# Part 4: Preprocessing and Modeling

---

## Notebook Summary

This notebook undergoes some basic preprocessing of the data to prepare for a baseline model and then iterating until reaching a production model. We begin by trying multiple features in a baseline model and hold all hyperparameters constant. This will allow us to do some targeted feature selection. We will then compare subsequent models to our baseline to evaluate their effectiveness in classifying a text post as belonging to either the ADHD or autism subreddit. Included in this notebook, the reader will find:

* Null Baseline and Preliminary Logistic Regression Models
* Model Iterations and Evaluations
* Production Model
* Notebook Conclusion

---

## Null Baseline and Preliminary Logistic Regression Models

In this section, we will develop a null and baseline model of our data. We will begin by importing all necessary libraries for our preprocessing and modeling and read in our dataset.

In [7]:
# import requisite libraries
import pandas as pd
import numpy as np

from nltk.corpus import stopwords

from sklearn.linear_model import LogisticRegression
from sklearn.neighbors import KNeighborsClassifier
from sklearn.tree import DecisionTreeClassifier
from sklearn.ensemble import BaggingClassifier, RandomForestClassifier, AdaBoostClassifier
from sklearn.model_selection import train_test_split, GridSearchCV
from sklearn.pipeline import Pipeline
from sklearn.feature_extraction.text import CountVectorizer

import warnings
warnings.simplefilter('ignore')
warnings.filterwarnings('ignore', category = UserWarning)

In [8]:
# reads in dataset
sr_posts = pd.read_csv('./data_files/sr_posts_cleaned.csv')

sr_posts

Unnamed: 0,title,selftext,subreddit,post_word_count,post_length,selftext_lemma,sentiment
0,Megathread: US Medication Shortage,as many of you are aware by now the current u ...,0,319,2033,a many of you are aware by now the current u s...,-0.9567
1,Did you do something you're proud of?

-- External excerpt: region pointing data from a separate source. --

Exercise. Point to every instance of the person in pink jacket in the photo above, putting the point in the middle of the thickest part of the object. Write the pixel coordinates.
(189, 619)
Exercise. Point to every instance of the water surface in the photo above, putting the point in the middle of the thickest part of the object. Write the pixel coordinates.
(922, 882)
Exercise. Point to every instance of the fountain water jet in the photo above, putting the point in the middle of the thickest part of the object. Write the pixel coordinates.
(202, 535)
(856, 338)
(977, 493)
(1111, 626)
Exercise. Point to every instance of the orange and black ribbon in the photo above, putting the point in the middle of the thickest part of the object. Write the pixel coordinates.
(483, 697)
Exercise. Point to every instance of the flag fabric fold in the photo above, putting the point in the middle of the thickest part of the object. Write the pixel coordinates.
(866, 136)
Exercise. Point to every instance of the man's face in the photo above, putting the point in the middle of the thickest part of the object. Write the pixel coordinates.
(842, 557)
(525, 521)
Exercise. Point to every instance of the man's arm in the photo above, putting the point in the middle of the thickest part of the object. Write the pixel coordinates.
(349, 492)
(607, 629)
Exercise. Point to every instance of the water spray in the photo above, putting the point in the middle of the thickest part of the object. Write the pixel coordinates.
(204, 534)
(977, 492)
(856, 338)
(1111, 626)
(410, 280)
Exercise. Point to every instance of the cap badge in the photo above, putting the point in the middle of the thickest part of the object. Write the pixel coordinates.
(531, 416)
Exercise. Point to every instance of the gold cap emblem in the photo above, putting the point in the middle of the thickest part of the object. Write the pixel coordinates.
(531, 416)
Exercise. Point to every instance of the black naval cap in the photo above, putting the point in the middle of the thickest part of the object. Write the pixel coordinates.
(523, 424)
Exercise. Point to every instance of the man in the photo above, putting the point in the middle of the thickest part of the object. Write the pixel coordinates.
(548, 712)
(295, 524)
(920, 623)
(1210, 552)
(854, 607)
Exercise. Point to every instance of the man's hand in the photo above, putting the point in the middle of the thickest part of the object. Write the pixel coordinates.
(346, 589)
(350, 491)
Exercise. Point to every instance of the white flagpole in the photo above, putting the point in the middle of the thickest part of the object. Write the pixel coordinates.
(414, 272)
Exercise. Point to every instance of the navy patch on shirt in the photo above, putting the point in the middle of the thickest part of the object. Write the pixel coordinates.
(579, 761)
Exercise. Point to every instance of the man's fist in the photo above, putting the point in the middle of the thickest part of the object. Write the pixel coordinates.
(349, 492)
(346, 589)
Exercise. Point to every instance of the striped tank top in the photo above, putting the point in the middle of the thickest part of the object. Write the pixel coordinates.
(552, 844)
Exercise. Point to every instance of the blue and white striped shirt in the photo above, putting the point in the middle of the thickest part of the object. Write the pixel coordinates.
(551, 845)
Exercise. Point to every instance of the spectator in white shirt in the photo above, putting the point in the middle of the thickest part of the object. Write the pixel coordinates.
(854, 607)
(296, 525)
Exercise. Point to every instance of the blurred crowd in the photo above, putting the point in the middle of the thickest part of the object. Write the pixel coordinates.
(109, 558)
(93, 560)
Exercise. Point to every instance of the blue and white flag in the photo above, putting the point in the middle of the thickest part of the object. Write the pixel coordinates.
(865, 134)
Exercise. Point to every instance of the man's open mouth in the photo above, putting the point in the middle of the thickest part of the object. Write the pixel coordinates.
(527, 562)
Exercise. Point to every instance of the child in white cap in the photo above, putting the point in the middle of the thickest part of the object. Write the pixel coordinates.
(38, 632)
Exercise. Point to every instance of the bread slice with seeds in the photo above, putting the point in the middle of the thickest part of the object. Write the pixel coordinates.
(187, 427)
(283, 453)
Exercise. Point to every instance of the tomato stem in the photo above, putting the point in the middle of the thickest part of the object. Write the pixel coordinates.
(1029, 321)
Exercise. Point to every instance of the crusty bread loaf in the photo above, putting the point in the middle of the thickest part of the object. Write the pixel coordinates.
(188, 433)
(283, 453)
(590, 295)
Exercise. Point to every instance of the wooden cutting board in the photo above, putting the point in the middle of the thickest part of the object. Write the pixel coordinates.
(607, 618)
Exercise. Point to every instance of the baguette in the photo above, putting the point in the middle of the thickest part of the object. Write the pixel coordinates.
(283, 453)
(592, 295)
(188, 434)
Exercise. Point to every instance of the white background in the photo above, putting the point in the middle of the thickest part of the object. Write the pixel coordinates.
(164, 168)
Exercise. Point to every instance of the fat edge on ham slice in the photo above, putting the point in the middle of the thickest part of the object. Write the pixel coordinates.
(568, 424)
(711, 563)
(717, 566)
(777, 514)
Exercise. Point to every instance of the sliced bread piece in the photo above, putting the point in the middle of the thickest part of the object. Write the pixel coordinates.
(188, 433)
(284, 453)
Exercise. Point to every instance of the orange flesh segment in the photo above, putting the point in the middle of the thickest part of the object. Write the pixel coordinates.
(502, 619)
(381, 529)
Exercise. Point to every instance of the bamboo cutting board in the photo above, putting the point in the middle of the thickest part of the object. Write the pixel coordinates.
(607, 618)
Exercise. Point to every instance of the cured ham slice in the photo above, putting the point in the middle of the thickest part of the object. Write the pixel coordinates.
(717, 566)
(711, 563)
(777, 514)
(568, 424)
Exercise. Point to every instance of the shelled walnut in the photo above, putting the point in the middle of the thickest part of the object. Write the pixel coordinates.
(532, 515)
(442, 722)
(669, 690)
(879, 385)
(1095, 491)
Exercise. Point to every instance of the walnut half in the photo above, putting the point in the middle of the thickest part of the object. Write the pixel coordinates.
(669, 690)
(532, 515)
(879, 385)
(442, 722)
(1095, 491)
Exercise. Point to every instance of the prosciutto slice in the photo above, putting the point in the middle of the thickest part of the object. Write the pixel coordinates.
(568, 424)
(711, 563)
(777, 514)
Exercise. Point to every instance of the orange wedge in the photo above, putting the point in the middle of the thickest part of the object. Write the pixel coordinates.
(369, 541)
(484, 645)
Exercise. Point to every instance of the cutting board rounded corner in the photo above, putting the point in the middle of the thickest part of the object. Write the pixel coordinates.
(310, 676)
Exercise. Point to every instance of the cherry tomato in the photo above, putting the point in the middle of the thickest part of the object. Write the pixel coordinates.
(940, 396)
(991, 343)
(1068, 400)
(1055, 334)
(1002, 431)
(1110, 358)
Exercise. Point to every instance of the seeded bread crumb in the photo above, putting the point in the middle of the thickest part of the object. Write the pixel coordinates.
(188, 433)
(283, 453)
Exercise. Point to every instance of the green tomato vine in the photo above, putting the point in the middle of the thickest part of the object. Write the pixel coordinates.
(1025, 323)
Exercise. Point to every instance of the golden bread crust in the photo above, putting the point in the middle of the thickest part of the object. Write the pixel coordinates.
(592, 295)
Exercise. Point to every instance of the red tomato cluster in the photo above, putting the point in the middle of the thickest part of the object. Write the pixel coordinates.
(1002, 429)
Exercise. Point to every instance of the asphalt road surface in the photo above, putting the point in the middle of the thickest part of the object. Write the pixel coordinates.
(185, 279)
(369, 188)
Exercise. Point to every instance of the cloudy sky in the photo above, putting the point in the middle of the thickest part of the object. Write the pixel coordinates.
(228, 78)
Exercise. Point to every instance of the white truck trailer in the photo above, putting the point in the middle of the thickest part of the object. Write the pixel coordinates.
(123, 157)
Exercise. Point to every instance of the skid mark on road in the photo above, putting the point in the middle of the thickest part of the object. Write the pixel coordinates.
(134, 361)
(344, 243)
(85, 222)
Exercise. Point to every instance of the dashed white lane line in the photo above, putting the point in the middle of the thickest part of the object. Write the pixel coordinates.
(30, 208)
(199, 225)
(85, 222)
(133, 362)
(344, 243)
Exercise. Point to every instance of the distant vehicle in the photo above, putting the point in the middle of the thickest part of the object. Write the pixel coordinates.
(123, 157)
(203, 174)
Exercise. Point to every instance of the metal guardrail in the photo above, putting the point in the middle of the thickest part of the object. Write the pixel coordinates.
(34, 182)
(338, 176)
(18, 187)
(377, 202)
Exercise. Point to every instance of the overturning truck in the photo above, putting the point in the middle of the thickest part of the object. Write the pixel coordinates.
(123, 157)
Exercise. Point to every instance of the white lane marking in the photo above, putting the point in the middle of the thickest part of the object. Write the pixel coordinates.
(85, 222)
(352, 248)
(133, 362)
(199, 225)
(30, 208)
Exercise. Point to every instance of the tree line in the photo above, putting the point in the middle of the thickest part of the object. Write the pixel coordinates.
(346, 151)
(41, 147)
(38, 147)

Somethin...,what success have you had this week did you ac...,0,52,288,what success have you had this week did you ac...,0.9633
2,The Vyvanse poops have taken over my mornings..,i now wake up at least 1 5 hours early to ensu...,0,85,379,i now wake up at least 1 5 hour early to ensur...,0.6124
3,Why does someone forcing you to push through e...,i can t even explain how it hurts but it s so ...,0,62,304,i can t even explain how it hurt but it s so m...,-0.8755
4,Just had an epiphany- isn’t it crazy how relig...,so my mom can believe in all her saints god je...,0,175,897,so my mom can believe in all her saint god jes...,-0.9856
...,...,...,...,...,...,...,...
4579,Scared of old people,anyone else scared of old people when i talk t...,1,77,398,anyone else scared of old people when i talk t...,-0.7933
4580,Recommendations for blocking out noise for sleep,i have a really hard time sleeping due to even...,1,116,588,i have a really hard time sleeping due to even...,-0.6284
4581,Mom Refuses Access to Diagnosis Report,i 17f was diagnosed with autism and adhd aroun...,1,83,403,i 17f wa diagnosed with autism and adhd around...,-0.4019
4582,Do you feel uncomfortable with everyday sounds?,i m talking about inevitable sounds as birds d...,1,204,1067,i m talking about inevitable sound a bird dog ...,0.3574


In [9]:
# check for nulls
sr_posts.isnull().sum()

title               0
selftext            7
subreddit           0
post_word_count     0
post_length         0
selftext_lemma     10
sentiment           0
dtype: int64

In [10]:
# drop all null values
sr_posts.dropna(inplace = True)

In [11]:
# check for nulls
sr_posts.isnull().sum()

title              0
selftext           0
subreddit          0
post_word_count    0
post_length        0
selftext_lemma     0
sentiment          0
dtype: int64

We will start first by exploring the null baseline model, our baseline accuracy score for the majority class. This will then be used as an ongoing yardstick to compare other models moving forward. Since the data are collected fairly evenly from both subreddits, the reader will recall that we are hoping to achieve an accuracy score of at least 90% on our test set, exceeding our null baseline score by approximately 40%.

In [12]:
# displays proportion of posts belonging to each subreddit
sr_posts['subreddit'].value_counts(normalize = True)

1    0.500219
0    0.499781
Name: subreddit, dtype: float64

According to this null model, any subsequent models must be able to guess the majority class of autism with greater than a 0.50 baseline accuracy score to ensure that they are modeling better than the null baseline accuracy.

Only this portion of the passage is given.